Binding Financial Agreements v Consent Orders
Clients often come in to see me about a property settlement and ask about having a binding financial agreement (BFA) drawn up. When I ask why a BFA rather than consent orders, all too often their answer is – it was suggested to me by a friend/ colleague/ accountant etc. What is clear is that clients rarely understand the difference between these alternatives before coming to see me.
My clear preference is for …consent orders. Why? I believe a consent order offers more certainty than BFA’s because they are approved by the court. A court must be satisfied a proposed consent order is just and equitable in all the circumstances before making the order.
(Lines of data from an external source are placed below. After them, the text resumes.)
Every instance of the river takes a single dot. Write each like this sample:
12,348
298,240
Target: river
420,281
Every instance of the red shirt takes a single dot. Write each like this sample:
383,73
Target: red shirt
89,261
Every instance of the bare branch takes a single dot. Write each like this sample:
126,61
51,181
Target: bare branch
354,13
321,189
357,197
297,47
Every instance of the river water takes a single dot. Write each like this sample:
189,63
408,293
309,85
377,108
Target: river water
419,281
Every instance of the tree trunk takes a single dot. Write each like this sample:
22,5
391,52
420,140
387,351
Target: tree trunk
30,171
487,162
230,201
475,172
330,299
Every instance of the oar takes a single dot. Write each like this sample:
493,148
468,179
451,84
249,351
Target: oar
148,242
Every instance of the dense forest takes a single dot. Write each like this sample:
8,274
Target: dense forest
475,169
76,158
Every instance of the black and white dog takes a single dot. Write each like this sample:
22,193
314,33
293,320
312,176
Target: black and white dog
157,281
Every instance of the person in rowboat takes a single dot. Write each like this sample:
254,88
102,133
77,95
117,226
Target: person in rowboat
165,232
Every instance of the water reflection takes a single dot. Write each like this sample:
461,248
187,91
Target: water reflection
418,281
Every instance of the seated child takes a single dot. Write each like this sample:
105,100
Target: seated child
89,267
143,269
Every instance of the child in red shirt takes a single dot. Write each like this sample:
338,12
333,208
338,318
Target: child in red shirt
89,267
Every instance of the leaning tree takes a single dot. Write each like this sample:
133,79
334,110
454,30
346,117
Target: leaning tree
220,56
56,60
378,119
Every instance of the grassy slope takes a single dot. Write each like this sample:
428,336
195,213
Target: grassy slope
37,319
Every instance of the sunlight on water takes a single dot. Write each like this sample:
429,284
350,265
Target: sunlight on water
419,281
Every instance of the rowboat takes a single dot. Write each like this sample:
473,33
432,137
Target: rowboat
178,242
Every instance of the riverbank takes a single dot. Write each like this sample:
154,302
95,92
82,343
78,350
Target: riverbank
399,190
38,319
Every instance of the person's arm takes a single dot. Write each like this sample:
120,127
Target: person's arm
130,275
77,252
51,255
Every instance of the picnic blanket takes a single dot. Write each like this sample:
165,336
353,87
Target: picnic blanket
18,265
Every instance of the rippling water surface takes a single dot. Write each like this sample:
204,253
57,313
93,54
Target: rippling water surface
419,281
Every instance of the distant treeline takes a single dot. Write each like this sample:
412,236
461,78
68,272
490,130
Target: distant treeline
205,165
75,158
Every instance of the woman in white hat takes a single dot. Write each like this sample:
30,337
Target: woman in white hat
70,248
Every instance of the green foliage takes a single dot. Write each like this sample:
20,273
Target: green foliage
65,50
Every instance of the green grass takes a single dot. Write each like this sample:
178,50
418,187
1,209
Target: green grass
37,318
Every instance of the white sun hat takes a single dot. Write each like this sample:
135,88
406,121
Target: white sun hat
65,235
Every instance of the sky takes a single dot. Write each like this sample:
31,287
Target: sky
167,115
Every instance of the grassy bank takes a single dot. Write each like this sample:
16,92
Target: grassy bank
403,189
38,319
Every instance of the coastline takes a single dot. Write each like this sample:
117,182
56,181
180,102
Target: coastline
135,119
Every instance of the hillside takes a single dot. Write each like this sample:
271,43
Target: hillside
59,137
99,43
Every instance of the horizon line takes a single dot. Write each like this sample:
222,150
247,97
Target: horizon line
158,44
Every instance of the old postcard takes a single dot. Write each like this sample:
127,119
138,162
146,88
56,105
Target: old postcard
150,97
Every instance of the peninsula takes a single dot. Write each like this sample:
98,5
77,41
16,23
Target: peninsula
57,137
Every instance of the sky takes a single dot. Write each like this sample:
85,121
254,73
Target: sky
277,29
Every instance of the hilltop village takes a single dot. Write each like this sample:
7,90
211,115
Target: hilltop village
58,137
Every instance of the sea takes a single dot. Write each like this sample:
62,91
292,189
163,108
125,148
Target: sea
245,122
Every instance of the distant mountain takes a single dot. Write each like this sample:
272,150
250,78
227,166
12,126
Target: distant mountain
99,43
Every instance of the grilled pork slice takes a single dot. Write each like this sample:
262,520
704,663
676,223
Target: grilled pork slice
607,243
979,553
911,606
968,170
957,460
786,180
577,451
Once made, a consent order can only be set aside in very limited circumstances: eg where there has been a miscarriage of justice because of fraud, duress, suppression of evidence or the giving of false evidence.
BFA’s are not approved by the court. An agreement can be set aside by a court for purely technical reasons. In addition, there is no requirement that a BFA be just and equitable. Accordingly, where a BFA is proposed it may be because one party is being short changed and the other party is concerned that a consent order in the same terms would not be approved by the court.
Further, consent orders have far less technical requirements than BFA’s so they are almost always cheaper for clients. Although I highly recommend both parties obtain independent legal advice this is also not a requirement for consent orders whereas it is for BFA’s
Occasionally there are benefits in having both consent orders and a BFA drawn up: eg when a property settlement includes a provision for lump sum spousal maintenance. Generally however, consent orders will be sufficient.
Given that consent orders give clients more certainty, are generally cheaper and have less technical requirements the decision is clear. In my book, consent orders win hands down.